Svitlana Kurchenko, 62, devotes herself devoutly to an image of the Virgin before heading home. What does she pray to? “So that hate doesn’t stay inside me and allows me to move forward without revenge or grudges towards those who have done us so much damage,” she says with the generosity of someone who firmly believes in the image she has in front of her. “For those of us who have suffered so much and have nothing, religion has been the only protection we had until quiet came,” says Kurchenko, one of the 1,800 people, out of 35,000 in Bucha, who stayed for the Russian occupation. A few meters from here, next to the church of San Andrés where he used to pray, is the grave with 50 executed bodies, which has become one of the main pieces of evidence used by international justice to incriminate the Putin regime for crimes against humanity. The place, visited in recent weeks by authorities, forensic scientists and politicians from all over Europe in search of evidence, is a cold and silent wasteland in which only the plastic from the black bags left over from the exhumation remains.

But silence and tranquility is something relative that in Ukraine goes through neighborhoods. Or by region. Only on Saturday, when the Easter celebrations began, seven missiles fell on the city of Odessa, in the south of the country, leaving eight dead and dozens injured. “Bastards, bastards and bastards”, President Volodímir Zelensky got tired of calling them, when this weekend he commented on the news to journalists.

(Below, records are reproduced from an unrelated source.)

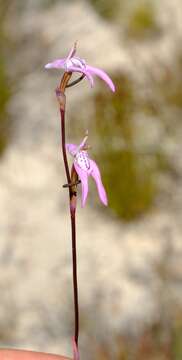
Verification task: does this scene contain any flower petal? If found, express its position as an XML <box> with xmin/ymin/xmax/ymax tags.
<box><xmin>66</xmin><ymin>144</ymin><xmax>78</xmax><ymax>156</ymax></box>
<box><xmin>66</xmin><ymin>42</ymin><xmax>77</xmax><ymax>60</ymax></box>
<box><xmin>90</xmin><ymin>160</ymin><xmax>108</xmax><ymax>206</ymax></box>
<box><xmin>86</xmin><ymin>65</ymin><xmax>115</xmax><ymax>92</ymax></box>
<box><xmin>74</xmin><ymin>161</ymin><xmax>88</xmax><ymax>207</ymax></box>
<box><xmin>68</xmin><ymin>66</ymin><xmax>94</xmax><ymax>87</ymax></box>
<box><xmin>45</xmin><ymin>59</ymin><xmax>66</xmax><ymax>69</ymax></box>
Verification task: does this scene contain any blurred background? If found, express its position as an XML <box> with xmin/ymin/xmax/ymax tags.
<box><xmin>0</xmin><ymin>0</ymin><xmax>182</xmax><ymax>360</ymax></box>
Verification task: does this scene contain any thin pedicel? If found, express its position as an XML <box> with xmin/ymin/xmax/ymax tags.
<box><xmin>45</xmin><ymin>43</ymin><xmax>115</xmax><ymax>360</ymax></box>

The Ukrainians celebrated this Sunday the passion, death and resurrection of Christ a week after the Catholics, due to the adjustments of Pope Gregory XIII in 1582, which corrected the delay of 10 accumulated days in the calendar of Julius Caesar from 46 BC Although the Pope Francis has proposed to unify the celebrations, the Orthodox Church has preferred to keep the traditional calendar. “It is a party that unites the family. Now we are at war and it is more important than ever to continue with our traditions, ”Kurchenko defends without the scarf with which he covers his head moving one iota. “So now I’m going to spend the rest of the holiday with my husband and children,” she says, saying goodbye with a huge smile. The biggest smile of the saddest Easter.

Blessing under the bombs in Dnipro

A parish priest blesses parishioners and their food in Dnipro on Sunday.
A parish priest blesses parishioners and their food in Dnipro on Sunday.ALBERT GARCIA


In Dnipro, where a shelling of railway tracks killed a man on Saturday, dozens of people have gathered at Orthodox churches to receive food blessings and attend Easter services. The city, in the center-east of the country, an important key communications hub for supplies for the Ukrainian troops, has become a transit point for thousands of displaced people from the eastern and southern fronts.

Like Larissa, from the Donetsk region, extremely punished in this second phase of the war, who fled her home with her young daughter last week. The woman, her hair covered, prays in front of a small church of the Ukrainian Patriarchate in the city center. One of the three built recently, after the split of the Moscow patriarchate, which the Ukrainian government considers the religious arm of the Kremlin. “I don’t know where to go, I would like to go back to my house, but my neighbors say that the situation there is horrible”, she laments.